A time capsule of 1980s media memorabilia and its relevance to contemporary society.

Born in 1975 and a proud child of the '80s, In These Times senior editor and nationally syndicated newspaper columnist Sirota (The Uprising: An Unauthorized Tour of the Populist Revolt Scaring Wall Street and Washington, 2008, etc.) ponders what it means when America has suddenly started "speaking the ancient 1980s dialect of my youth." Growing up with two brothers, the author recalls all three emphatically employing the vernacular and lexicon of their "eighties religion" to maximum effect. Sirota's mildly cathartic, socially significant revival posits that as the children of the '80s reach middle age, the mindset of that era will resurface. His proof begins at "the altar of Michael J. Fox"—specifically, his character Alex Keaton on Family Ties. The author cleverly parallels President Obama's confidence to the popularity of Michael Jordan, adding that many Republicans believe Obama to be the modern-day Jimmy Carter.
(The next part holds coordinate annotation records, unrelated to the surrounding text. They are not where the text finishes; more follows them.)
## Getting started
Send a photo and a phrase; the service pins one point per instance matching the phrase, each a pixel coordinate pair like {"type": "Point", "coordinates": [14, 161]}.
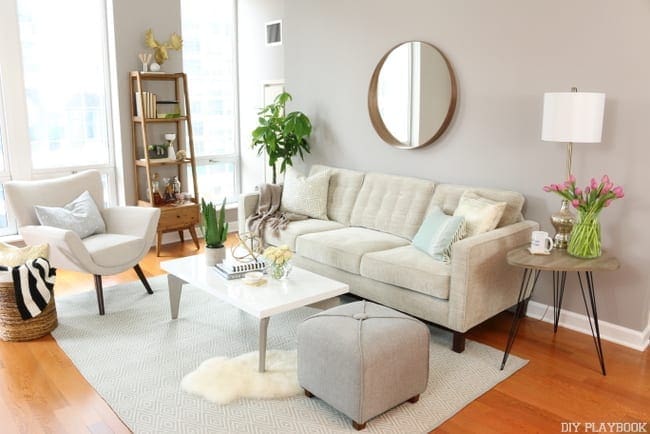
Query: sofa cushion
{"type": "Point", "coordinates": [296, 228]}
{"type": "Point", "coordinates": [409, 268]}
{"type": "Point", "coordinates": [481, 214]}
{"type": "Point", "coordinates": [111, 250]}
{"type": "Point", "coordinates": [343, 190]}
{"type": "Point", "coordinates": [447, 197]}
{"type": "Point", "coordinates": [343, 248]}
{"type": "Point", "coordinates": [306, 196]}
{"type": "Point", "coordinates": [438, 232]}
{"type": "Point", "coordinates": [393, 204]}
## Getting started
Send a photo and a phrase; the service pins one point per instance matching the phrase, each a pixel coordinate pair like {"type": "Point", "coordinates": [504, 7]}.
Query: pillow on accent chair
{"type": "Point", "coordinates": [437, 234]}
{"type": "Point", "coordinates": [306, 196]}
{"type": "Point", "coordinates": [481, 214]}
{"type": "Point", "coordinates": [11, 256]}
{"type": "Point", "coordinates": [81, 216]}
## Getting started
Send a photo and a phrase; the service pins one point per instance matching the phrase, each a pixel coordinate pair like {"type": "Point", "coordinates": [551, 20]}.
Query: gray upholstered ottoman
{"type": "Point", "coordinates": [363, 359]}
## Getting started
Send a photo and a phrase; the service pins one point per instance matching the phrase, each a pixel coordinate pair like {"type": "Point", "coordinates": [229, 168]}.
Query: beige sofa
{"type": "Point", "coordinates": [366, 243]}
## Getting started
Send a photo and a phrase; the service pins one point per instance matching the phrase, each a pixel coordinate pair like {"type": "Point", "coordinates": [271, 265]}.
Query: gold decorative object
{"type": "Point", "coordinates": [248, 247]}
{"type": "Point", "coordinates": [175, 42]}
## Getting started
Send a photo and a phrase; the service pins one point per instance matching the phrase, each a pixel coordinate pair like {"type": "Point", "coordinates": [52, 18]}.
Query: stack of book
{"type": "Point", "coordinates": [233, 269]}
{"type": "Point", "coordinates": [145, 104]}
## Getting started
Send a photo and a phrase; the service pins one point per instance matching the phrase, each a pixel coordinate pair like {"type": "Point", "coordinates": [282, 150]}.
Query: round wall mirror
{"type": "Point", "coordinates": [412, 95]}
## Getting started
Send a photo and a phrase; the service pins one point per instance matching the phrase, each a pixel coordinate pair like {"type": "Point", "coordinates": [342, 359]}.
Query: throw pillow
{"type": "Point", "coordinates": [81, 216]}
{"type": "Point", "coordinates": [11, 256]}
{"type": "Point", "coordinates": [437, 234]}
{"type": "Point", "coordinates": [481, 214]}
{"type": "Point", "coordinates": [306, 196]}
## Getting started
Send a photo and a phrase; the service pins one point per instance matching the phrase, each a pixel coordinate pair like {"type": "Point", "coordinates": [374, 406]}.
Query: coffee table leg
{"type": "Point", "coordinates": [175, 287]}
{"type": "Point", "coordinates": [264, 325]}
{"type": "Point", "coordinates": [528, 281]}
{"type": "Point", "coordinates": [595, 328]}
{"type": "Point", "coordinates": [559, 281]}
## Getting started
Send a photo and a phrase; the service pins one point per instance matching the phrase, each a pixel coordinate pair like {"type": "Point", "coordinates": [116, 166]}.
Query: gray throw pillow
{"type": "Point", "coordinates": [81, 216]}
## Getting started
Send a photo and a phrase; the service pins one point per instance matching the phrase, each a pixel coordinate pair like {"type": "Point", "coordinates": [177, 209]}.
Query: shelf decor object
{"type": "Point", "coordinates": [177, 213]}
{"type": "Point", "coordinates": [571, 117]}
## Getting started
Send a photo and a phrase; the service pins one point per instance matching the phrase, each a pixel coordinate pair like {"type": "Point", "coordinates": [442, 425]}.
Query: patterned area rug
{"type": "Point", "coordinates": [136, 356]}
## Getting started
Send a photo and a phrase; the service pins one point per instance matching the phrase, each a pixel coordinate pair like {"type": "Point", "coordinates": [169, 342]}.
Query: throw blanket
{"type": "Point", "coordinates": [269, 213]}
{"type": "Point", "coordinates": [33, 284]}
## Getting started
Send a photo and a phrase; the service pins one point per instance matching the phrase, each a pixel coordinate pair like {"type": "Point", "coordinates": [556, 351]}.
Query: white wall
{"type": "Point", "coordinates": [258, 64]}
{"type": "Point", "coordinates": [506, 54]}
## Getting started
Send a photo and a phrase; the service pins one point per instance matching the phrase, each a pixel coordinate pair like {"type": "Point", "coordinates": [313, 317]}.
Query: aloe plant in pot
{"type": "Point", "coordinates": [215, 231]}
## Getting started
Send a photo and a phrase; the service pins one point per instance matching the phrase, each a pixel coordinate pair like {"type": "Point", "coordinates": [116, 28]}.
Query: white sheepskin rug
{"type": "Point", "coordinates": [223, 380]}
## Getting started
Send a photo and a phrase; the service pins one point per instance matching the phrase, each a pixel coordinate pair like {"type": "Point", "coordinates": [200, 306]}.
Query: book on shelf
{"type": "Point", "coordinates": [229, 274]}
{"type": "Point", "coordinates": [145, 104]}
{"type": "Point", "coordinates": [235, 266]}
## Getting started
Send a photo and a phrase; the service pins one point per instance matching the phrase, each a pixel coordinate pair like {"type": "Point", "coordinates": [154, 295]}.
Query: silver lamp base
{"type": "Point", "coordinates": [563, 222]}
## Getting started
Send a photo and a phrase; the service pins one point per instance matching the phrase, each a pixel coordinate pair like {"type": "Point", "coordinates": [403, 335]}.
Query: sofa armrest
{"type": "Point", "coordinates": [247, 207]}
{"type": "Point", "coordinates": [482, 282]}
{"type": "Point", "coordinates": [66, 248]}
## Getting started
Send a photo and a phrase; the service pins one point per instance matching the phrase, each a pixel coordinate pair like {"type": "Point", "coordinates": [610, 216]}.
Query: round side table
{"type": "Point", "coordinates": [559, 262]}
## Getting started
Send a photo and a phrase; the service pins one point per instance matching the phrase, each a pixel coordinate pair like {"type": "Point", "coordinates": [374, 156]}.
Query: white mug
{"type": "Point", "coordinates": [540, 242]}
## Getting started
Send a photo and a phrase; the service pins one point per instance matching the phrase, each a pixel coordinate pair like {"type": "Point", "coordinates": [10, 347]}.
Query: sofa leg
{"type": "Point", "coordinates": [142, 277]}
{"type": "Point", "coordinates": [458, 345]}
{"type": "Point", "coordinates": [100, 293]}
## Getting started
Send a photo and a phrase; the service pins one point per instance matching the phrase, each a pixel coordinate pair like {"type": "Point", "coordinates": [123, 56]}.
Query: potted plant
{"type": "Point", "coordinates": [215, 231]}
{"type": "Point", "coordinates": [281, 135]}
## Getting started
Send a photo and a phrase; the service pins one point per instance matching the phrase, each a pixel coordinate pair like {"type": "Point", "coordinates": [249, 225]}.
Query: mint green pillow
{"type": "Point", "coordinates": [438, 232]}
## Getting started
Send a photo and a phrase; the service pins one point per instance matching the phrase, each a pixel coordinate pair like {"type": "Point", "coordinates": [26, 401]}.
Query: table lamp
{"type": "Point", "coordinates": [571, 117]}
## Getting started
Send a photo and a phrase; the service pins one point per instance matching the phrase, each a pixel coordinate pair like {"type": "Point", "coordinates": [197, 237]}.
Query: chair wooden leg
{"type": "Point", "coordinates": [458, 345]}
{"type": "Point", "coordinates": [358, 426]}
{"type": "Point", "coordinates": [142, 277]}
{"type": "Point", "coordinates": [100, 293]}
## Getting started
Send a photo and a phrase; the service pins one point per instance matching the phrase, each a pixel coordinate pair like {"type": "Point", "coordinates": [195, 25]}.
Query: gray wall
{"type": "Point", "coordinates": [506, 54]}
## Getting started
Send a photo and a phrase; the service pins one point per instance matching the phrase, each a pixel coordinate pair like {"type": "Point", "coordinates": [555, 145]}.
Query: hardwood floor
{"type": "Point", "coordinates": [42, 392]}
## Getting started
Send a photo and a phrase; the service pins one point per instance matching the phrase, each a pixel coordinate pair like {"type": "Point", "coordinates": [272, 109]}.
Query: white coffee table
{"type": "Point", "coordinates": [300, 289]}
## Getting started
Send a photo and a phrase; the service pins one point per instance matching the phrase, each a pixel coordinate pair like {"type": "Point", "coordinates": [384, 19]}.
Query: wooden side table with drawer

The scope of the author's period knowledge is indisputable, and he parlays his experience as a Democratic strategist into politically charged discussions about the anti-governmental preaching on The A-Team, Ronald Reagan's questionable approach to Vietnam veterans and the bulletproof vigor of movies like Rambo, Red Dawn and Top Gun. While applauding the morale-boosting heft of Nike's 1988 "Just Do It" campaign, Sirota evenhandedly criticizes today's reality-TV–obsessed, attention-starved Facebook generation for its self-centeredness as something "the 1980s did to us, and what the 1980s mentally makes us want to be." Footnotes accompany the author's consistently effervescent text, underscoring his contention that everything from The Dukes of Hazzard to Thirtysomething has made a significant impact on contemporary society. Maybe most important is Sirota's chapters on the impact The Cosby Show and others like it had on '80s black America and, now, on Obama's "postracial" image.

A sharp, dizzying history lesson that packs a punch.